Come potrei spiegare oggi perché, ormai ben presto 20 anni or sono, ci siamo isolati in due soli su una solitaria montagna dell’Alaska, esponendoci in tal modo a un rischio a dir poco maggiore? Indubbiamente non solo per il fatto di poter poi dire che ne avevamo raggiunto la vetta, anche se al momento di partire questa era la nostra speranza. Di certo, però, ci eravamo anche messi consapevolmente in quella situazione poiché eravamo alla ricerca di quell’insuperabile sensazione di essere vivi che suscita fenomeni di nostalgia in numerosi alpinisti. Sono momenti nei quali siamo assorbiti dall’azione e ci vediamo al tempo stesso in tutta la nostra vulnerabilità e caducità. Volevamo vivere da noi il maggior numero possibile di secondi, minuti e ore di equilibrio e di quella particolare armonia che avremmo successivamente potuto riversare nel quotidiano. Quei momenti compiuti, chiari, nei quali ci muoviamo senza alcuna distrazione lungo il sottile confine tra concentrazione e paura. Qui, la vita è incredibilmente intensa, densa; corpo, mente e spirito sono in sintonia, concentrati su questo momento unico, accompagnato dalla massima vigilanza e presenza di spirito. E così era anche allora sul Mount Blackburn: ho sperimentato e vissuto consapevolmente l’attimo con ogni fibra del mio essere.

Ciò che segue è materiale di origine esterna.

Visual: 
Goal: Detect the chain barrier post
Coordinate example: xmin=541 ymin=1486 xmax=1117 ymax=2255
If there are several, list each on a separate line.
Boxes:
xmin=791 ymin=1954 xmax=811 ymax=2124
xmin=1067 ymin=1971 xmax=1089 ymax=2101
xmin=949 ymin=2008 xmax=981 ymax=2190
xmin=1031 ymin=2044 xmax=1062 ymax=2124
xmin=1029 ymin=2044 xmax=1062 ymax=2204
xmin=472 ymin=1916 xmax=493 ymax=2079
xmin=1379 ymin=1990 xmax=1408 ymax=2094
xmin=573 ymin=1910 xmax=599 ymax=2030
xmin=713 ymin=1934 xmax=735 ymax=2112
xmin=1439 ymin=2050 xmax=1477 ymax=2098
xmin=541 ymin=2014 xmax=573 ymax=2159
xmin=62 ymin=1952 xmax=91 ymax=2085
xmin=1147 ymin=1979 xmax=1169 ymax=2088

Dopo una notte tempestosa lasciamo il nostro campo solo nel tardo pomeriggio del giorno successivo. La destinazione è la vetta. «It’s a long, long way», ci aveva detto Paul al momento di accomiatarci. Probabilmente sentiva che intendevamo suddividere l’escursione di più giorni in sole due tappe. Le sue parole sulla lunghezza della via mi hanno accompagnato durante 13 ore, 13 infinite ore durante le quali abbiamo salito – e quindi anche ridisceso – i 2200 metri di dislivello che ci separavano dalla vetta. Dopo i primi, ripidi e impegnativi 1000 metri di salita raggiungiamo un’ampia cresta, pur disseminata di crepacci, porta dolcemente alla cima. Verso le 11 il sole tramonta, ma il buio non arriva: è solo penombra. Sotto di noi il vessillo di fumo del Mount Wrangell, un vulcano gelato, le vallate avvolte nell’ombra e le luccicanti nevi del ghiacciaio. Un’atmosfera magica… Verso mezzanotte eccoci in vetta. Stanchi, assetati; consapevoli della lunga discesa che ci aspetta. I miei pensieri sono piuttosto confusi. Una citazione di Reinhard Karl mi attraversa la mente: «La vetta: si è lassù, a pezzi, la difficile discesa attende. A valle: dopo i molti sforzi, la prima birra ti ruba la coscienza. Ma quei momenti di pace, la sensazione di avercela fatta, di essere lassù – per un momento ti sembra di afferrare la felicità. Il desiderio è esaudito, ma ancora non è passato.»